I have also tried to recreate your situation by providing a number of meaningless certificates in my nginx cert file, and was able to kind of reproduce it.

The first certificate expires in about 400 days and the second one in 300 days and the check command even with #240 outputs OK - self-signed-one expires in 299 days|'self-signed-one'=25917068s;6480000:;2592000:;0;25917144

But I suppose the check command should only consider certificates with certificate_chain_link.order = 0 and completely ignore the remaining ones. With the updated version of #240, it at least delivers the expected result, I guess.

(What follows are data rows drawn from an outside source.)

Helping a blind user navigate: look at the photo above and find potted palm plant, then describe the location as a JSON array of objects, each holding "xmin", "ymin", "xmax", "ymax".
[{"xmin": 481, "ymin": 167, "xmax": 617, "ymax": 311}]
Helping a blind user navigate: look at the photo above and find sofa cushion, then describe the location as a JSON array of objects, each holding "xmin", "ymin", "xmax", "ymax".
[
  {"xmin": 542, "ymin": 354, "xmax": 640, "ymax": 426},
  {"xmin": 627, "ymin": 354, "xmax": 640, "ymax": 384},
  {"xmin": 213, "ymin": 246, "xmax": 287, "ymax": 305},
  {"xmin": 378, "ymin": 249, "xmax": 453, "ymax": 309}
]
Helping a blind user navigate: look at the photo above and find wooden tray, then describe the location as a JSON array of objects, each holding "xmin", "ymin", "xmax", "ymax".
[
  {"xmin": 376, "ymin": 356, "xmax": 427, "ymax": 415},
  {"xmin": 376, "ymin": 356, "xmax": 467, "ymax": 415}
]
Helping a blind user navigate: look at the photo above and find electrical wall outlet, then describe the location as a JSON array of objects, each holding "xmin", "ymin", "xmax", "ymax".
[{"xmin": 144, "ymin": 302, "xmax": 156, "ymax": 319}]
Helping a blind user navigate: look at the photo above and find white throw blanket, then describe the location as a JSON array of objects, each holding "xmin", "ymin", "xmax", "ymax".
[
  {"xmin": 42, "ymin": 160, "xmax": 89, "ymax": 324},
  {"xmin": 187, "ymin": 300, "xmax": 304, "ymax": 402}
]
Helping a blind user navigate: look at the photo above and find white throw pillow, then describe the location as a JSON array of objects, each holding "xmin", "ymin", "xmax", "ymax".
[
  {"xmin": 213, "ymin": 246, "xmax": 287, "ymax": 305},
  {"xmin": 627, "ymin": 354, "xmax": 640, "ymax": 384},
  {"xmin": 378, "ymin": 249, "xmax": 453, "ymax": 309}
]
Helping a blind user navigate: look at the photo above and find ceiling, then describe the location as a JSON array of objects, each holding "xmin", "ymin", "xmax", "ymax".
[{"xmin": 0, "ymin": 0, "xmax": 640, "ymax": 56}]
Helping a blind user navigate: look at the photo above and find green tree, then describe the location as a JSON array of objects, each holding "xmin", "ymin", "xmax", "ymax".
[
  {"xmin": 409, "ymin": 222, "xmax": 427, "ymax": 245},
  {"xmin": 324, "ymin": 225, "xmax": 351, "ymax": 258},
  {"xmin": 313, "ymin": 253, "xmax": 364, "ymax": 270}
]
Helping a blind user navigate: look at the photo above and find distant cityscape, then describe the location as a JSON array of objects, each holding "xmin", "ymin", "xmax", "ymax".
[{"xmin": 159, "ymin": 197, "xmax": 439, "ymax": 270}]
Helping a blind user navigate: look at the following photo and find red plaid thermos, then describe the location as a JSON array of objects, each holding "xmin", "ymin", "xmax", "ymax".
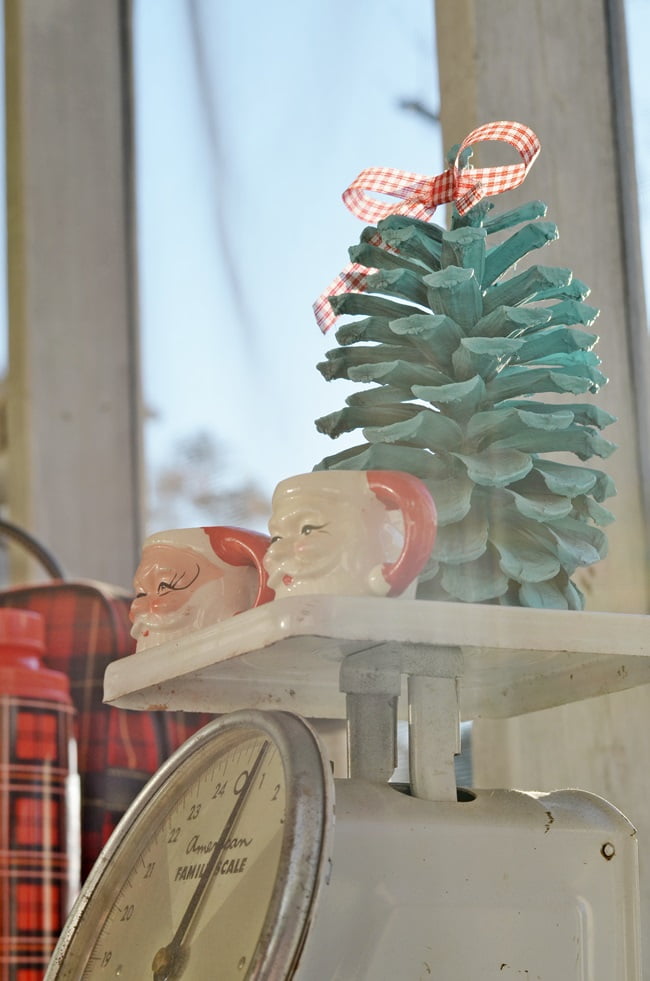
[{"xmin": 0, "ymin": 609, "xmax": 79, "ymax": 981}]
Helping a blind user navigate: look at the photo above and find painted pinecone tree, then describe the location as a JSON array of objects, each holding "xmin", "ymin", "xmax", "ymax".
[{"xmin": 314, "ymin": 193, "xmax": 615, "ymax": 609}]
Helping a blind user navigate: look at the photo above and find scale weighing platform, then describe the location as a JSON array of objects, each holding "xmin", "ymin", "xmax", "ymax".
[{"xmin": 46, "ymin": 596, "xmax": 650, "ymax": 981}]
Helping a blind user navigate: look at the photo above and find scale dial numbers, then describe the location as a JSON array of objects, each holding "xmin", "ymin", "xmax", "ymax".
[{"xmin": 46, "ymin": 712, "xmax": 333, "ymax": 981}]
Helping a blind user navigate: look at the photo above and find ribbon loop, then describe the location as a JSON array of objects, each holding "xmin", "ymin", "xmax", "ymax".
[{"xmin": 314, "ymin": 121, "xmax": 541, "ymax": 333}]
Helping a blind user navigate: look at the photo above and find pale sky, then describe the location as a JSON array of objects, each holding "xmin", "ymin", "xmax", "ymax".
[{"xmin": 135, "ymin": 0, "xmax": 443, "ymax": 528}]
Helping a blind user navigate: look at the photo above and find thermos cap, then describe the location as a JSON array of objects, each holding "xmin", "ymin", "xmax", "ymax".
[
  {"xmin": 0, "ymin": 607, "xmax": 70, "ymax": 702},
  {"xmin": 0, "ymin": 607, "xmax": 45, "ymax": 654}
]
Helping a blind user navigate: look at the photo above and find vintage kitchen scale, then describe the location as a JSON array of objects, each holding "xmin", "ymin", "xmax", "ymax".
[{"xmin": 46, "ymin": 596, "xmax": 650, "ymax": 981}]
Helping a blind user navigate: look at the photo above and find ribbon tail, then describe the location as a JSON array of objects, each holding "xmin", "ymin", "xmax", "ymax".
[{"xmin": 313, "ymin": 262, "xmax": 377, "ymax": 334}]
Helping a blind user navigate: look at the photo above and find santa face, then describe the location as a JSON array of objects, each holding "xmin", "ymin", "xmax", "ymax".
[
  {"xmin": 130, "ymin": 544, "xmax": 258, "ymax": 651},
  {"xmin": 264, "ymin": 481, "xmax": 388, "ymax": 597}
]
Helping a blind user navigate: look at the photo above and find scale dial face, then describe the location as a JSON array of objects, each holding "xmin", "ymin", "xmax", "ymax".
[{"xmin": 45, "ymin": 711, "xmax": 334, "ymax": 981}]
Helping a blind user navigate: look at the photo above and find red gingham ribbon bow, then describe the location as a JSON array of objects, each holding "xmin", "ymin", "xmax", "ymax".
[{"xmin": 314, "ymin": 121, "xmax": 540, "ymax": 333}]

$ icingacli x509 check --host 'self-signed-one'
OK - self-signed-one expires in 399 days|'self-signed-one'=34558908s;8640000:;3456000:;0;34560000

[slalomsk8er]

I know, the chain is a complete mess. I'm on the current version including some of the patches in https://github.com/Icinga/icingaweb2-module-x509/pull/240. The self signed certs were created first and the cleanup should remove them as the shouldn't be seen for quite the while. Maybe because they are in the chain they aren't removed?

[yhabteab]

The self signed certs were created first and the cleanup should remove them as the shouldn't be seen for quite the while.

That's the confusing part, the orphaned certificates are still part of the new chain with the new certificate, which makes me think the web server is doing some fancy stuff and that's the reason I'm asking for this:

Also, can you upload the output of openssl s_client -showcerts -connect 10.5.77.46:443 in the above link. For me it looks like the web server is providing way too many certificates for the same host/server.

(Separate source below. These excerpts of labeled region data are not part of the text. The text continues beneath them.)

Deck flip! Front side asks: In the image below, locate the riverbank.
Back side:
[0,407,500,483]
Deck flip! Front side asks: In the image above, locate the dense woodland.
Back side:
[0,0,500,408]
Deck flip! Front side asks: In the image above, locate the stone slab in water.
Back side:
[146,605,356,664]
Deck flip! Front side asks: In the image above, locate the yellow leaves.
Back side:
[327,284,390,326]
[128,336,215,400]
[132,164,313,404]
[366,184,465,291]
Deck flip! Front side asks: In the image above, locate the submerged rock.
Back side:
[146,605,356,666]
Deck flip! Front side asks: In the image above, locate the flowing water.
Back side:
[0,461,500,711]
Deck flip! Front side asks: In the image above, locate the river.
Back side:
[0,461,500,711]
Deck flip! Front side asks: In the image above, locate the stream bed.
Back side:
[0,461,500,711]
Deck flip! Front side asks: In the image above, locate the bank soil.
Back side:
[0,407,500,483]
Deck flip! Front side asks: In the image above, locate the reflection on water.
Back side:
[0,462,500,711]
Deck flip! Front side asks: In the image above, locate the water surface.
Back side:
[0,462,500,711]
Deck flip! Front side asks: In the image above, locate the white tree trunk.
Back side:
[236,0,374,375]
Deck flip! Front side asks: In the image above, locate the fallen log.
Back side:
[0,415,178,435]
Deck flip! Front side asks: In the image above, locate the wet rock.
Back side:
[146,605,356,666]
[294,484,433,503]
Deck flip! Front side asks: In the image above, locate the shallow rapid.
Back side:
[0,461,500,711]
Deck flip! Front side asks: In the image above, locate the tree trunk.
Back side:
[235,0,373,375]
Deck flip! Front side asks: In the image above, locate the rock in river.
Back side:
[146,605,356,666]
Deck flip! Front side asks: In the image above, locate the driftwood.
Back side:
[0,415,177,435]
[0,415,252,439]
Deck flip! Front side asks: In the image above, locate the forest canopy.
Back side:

Maybe because they are in the chain they aren't removed?

Usually, when a host receives a new certificate, a new certificate chain is also created, and when you subsequently run the cleanup command, the old chain of that host and its relationships gets removed as it is no longer used by a target host. But your chain is still used by a host target.

[slalomsk8er]

It looks like the the useless line SSLCertificateChainFile /etc/.../fullchain.pem in the apache config was to blame. I also send fullchain.pem to you for testing. Now I only see the valid certificate and the web gui and the check are in sync. One more question: Why aren't the intermediate and the root CA, both also in the DB, not shown in the chain details?